A high-attenuating wall sign in the aorta is not a specific postmortem MDCT finding. In this study, the surviving patients and the control patients were positive for the sign with an approximate incidence of 21–23%, and 35% of the early postmortem patients had the sign. The high-attenuating wall in the control group is caused suggestively by atherosclerosis (Landay and Virolainen 1991). In postmortem patients, contraction of the aortic wall is thought to cause the high attenuation (Shiotani et al. 2002b). Intense sympathetic stimulation shortly after the cessation of circulation causes contraction of smooth muscles in the aortic wall which are intact for up to 6 hours following cardiac arrest (Guyton and Hall 2006). In this study, both early postmortem and surviving post-CPR patients with high-attenuating aortic wall and a predominance of the ascending thoracic aorta had a significantly smaller subcutaneous fat depth than those without the sign. This finding suggested that decreasing presternal subcutaneous fat depth may be associated with damage to the wall of the ascending thoracic aorta by a direct force causing sternal compressions during CPR. The damage is associated with microscopic hemorrhage and may be one of factors causing a high-attenuating wall in patients who received CPR. But increased subcutaneous fat depth is associated with significantly decreased injury severity and may be protective against injuries by cushioning (Wang et al. 2003).
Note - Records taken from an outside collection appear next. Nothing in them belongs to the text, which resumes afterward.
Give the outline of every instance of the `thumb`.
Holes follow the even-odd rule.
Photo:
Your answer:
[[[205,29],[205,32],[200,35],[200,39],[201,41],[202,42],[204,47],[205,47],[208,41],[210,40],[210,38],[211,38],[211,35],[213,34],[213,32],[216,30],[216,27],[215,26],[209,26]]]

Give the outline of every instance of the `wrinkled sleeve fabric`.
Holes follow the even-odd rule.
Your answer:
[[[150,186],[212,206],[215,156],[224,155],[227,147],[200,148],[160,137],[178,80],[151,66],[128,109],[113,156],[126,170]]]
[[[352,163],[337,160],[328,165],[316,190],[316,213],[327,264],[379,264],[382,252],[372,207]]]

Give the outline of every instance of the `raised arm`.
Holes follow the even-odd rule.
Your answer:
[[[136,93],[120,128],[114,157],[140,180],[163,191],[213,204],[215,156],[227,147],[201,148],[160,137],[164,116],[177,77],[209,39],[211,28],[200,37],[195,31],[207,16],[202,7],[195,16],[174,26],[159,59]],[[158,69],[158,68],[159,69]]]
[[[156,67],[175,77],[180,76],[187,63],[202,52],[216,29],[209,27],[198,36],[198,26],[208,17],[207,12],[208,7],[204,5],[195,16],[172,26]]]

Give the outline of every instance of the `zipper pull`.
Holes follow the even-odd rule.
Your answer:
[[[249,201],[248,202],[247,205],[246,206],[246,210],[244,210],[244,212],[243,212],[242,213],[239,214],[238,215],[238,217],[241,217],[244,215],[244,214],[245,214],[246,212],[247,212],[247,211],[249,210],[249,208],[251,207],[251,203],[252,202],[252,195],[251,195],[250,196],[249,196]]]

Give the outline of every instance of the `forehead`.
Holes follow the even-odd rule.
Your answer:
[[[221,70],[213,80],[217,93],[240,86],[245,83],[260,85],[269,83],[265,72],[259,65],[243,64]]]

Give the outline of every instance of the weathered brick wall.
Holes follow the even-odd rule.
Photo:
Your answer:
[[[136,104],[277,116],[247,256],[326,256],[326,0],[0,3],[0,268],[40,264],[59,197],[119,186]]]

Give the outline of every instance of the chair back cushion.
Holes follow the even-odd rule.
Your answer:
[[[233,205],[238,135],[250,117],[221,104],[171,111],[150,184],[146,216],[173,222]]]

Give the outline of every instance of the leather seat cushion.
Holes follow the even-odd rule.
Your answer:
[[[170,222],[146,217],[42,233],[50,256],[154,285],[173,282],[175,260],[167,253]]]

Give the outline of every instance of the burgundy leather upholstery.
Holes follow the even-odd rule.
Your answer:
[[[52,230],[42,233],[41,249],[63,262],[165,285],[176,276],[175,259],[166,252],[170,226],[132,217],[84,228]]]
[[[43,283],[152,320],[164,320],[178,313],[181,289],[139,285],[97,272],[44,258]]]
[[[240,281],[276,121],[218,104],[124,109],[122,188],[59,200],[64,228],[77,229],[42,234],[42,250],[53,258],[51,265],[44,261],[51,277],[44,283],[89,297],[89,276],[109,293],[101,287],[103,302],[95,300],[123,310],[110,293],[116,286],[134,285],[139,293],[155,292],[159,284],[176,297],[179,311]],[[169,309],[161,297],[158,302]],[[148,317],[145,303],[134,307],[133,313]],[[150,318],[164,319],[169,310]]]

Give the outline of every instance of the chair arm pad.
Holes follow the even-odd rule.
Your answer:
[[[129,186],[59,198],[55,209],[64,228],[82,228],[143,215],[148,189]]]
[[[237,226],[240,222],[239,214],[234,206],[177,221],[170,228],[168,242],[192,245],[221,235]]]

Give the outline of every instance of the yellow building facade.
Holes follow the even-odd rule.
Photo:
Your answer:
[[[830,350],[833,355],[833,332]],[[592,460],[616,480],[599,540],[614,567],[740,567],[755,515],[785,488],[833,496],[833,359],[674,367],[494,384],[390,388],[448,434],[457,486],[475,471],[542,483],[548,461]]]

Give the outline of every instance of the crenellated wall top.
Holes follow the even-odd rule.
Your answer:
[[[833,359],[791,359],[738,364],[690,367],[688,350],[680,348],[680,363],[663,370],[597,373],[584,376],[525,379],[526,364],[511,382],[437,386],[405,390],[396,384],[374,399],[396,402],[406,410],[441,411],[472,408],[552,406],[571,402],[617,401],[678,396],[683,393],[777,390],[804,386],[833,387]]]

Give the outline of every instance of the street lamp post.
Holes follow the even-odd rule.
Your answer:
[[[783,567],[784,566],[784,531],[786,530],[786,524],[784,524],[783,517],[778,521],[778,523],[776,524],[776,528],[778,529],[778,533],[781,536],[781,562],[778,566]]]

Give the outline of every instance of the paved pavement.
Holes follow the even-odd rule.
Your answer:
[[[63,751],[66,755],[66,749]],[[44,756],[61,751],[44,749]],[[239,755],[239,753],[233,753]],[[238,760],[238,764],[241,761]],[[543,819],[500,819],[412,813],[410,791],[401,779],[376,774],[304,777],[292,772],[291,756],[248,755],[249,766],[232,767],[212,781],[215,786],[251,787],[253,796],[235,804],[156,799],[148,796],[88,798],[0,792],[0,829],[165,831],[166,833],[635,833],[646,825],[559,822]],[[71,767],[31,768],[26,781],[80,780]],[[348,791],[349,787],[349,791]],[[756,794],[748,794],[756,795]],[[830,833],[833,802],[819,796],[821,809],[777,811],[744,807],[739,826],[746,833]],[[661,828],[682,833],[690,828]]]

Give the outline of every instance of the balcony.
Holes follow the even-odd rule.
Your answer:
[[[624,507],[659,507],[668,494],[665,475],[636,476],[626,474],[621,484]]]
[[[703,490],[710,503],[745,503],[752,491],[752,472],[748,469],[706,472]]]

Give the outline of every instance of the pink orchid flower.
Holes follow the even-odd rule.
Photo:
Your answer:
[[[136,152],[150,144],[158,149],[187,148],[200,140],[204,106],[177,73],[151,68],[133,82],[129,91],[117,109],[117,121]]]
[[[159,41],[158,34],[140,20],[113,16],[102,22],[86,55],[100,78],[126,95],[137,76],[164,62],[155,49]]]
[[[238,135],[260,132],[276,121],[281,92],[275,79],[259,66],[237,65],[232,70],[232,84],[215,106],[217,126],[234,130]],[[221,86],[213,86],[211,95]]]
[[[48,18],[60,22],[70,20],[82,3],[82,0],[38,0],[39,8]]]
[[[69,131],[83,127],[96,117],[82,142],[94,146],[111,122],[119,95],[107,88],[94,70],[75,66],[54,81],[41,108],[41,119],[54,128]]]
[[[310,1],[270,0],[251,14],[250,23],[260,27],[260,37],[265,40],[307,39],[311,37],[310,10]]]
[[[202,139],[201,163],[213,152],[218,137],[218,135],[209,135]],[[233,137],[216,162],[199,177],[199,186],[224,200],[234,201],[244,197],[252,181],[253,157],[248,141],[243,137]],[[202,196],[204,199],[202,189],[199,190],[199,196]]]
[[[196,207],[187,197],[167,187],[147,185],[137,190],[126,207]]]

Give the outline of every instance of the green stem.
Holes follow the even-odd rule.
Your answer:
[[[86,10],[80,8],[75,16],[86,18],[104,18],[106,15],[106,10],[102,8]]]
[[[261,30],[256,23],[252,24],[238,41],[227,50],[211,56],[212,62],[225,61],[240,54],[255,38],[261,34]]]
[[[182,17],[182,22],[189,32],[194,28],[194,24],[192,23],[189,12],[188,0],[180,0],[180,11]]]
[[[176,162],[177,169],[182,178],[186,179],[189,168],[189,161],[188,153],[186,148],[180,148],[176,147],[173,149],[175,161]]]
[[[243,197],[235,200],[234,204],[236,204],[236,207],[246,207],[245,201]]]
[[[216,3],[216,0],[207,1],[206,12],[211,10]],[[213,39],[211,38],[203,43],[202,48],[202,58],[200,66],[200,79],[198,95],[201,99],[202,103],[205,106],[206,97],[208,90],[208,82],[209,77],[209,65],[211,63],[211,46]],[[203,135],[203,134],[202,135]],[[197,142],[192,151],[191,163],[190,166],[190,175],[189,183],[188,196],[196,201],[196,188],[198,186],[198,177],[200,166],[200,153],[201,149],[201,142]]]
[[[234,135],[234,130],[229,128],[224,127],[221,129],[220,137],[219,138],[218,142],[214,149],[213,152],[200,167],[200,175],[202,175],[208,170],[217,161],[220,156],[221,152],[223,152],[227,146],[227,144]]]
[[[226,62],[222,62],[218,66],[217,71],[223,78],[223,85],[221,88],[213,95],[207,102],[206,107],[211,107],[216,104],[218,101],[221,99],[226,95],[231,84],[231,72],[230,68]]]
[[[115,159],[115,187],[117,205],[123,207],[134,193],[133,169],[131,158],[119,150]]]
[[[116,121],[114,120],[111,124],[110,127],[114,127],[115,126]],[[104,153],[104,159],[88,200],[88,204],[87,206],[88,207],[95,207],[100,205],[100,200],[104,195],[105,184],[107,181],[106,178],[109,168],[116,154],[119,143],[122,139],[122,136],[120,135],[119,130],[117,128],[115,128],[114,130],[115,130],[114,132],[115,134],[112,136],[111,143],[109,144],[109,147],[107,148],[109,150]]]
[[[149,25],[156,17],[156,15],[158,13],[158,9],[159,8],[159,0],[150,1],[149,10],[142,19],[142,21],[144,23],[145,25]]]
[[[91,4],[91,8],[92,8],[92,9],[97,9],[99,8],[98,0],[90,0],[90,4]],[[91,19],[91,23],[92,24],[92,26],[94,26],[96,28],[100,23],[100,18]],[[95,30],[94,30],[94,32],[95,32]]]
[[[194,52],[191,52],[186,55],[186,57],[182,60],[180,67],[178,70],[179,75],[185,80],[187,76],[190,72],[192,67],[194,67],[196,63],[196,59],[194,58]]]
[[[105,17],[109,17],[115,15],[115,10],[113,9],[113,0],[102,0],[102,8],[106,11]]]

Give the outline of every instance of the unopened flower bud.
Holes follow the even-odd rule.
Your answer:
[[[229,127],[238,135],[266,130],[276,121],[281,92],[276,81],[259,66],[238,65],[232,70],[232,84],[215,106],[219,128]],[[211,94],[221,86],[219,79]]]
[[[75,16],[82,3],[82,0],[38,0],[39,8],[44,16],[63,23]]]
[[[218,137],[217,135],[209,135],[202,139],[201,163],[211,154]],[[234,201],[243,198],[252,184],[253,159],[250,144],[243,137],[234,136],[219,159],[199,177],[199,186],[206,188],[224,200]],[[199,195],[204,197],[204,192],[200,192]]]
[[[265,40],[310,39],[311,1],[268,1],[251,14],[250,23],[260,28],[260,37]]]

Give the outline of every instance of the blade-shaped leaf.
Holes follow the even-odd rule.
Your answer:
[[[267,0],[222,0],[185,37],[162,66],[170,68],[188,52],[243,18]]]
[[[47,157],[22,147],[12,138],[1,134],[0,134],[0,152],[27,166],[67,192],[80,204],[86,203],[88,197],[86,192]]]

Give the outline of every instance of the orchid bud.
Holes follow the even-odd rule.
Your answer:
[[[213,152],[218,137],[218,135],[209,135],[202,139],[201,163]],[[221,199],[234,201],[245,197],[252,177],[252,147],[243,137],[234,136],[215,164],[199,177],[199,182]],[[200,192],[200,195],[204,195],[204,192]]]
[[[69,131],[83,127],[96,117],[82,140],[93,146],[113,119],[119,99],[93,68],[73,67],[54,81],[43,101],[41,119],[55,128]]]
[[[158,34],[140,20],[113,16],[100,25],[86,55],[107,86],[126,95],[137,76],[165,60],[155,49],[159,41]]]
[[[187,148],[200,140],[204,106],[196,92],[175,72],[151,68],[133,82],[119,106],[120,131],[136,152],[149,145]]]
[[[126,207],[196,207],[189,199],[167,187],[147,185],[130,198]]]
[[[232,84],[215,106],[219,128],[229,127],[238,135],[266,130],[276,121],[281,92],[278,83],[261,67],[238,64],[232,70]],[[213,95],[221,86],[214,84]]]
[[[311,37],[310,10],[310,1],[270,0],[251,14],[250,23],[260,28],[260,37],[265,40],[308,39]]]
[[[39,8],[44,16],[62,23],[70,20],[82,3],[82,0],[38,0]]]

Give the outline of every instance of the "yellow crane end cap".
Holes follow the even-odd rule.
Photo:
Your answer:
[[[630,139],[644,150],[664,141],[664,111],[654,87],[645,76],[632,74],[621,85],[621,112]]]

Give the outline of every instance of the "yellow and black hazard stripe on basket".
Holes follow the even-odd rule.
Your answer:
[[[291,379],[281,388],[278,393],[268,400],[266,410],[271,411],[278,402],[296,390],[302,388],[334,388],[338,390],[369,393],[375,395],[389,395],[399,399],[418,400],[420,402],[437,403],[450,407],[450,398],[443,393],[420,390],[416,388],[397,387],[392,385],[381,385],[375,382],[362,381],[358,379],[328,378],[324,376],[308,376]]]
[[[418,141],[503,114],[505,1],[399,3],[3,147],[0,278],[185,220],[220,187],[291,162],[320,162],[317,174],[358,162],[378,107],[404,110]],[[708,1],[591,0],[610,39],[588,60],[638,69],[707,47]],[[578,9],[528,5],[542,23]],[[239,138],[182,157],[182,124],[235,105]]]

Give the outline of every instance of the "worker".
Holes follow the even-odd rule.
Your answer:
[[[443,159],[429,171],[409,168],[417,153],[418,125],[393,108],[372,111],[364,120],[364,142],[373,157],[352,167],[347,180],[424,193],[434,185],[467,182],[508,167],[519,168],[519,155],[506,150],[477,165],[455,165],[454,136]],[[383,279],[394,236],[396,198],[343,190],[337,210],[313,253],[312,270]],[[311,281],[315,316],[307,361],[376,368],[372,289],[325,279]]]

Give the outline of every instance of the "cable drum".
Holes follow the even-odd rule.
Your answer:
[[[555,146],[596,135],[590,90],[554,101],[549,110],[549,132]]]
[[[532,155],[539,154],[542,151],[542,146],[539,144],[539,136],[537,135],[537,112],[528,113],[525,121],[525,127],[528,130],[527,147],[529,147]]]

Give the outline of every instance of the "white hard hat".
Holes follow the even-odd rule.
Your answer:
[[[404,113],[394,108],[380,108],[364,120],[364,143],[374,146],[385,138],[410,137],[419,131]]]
To summarize, we offer the following conclusions from the series of early postmortem cardiac arrest patients, cardiac arrest patients who survived due to resuscitation and control live patients without cardiac arrest. Elliptical deformity in the abdominal and descending thoracic aorta and high-attenuated sedimentation in the ascending thoracic aorta were shown to be signs using quantitative analysis of postmortem MDCT shortly after death. However, our study has some limitations: First, in this retrospective study using quantitative evaluation of the measurements, the observer may have affected the measurements of the MDCT images. Second, our study did not evaluate antemortem MDCT images for a comparison with postmortem or post resuscitation MDCT in the same patients (Takahashi et al. 2013; Hyodoh et al. 2012), although we did compare the images with a group of control patients.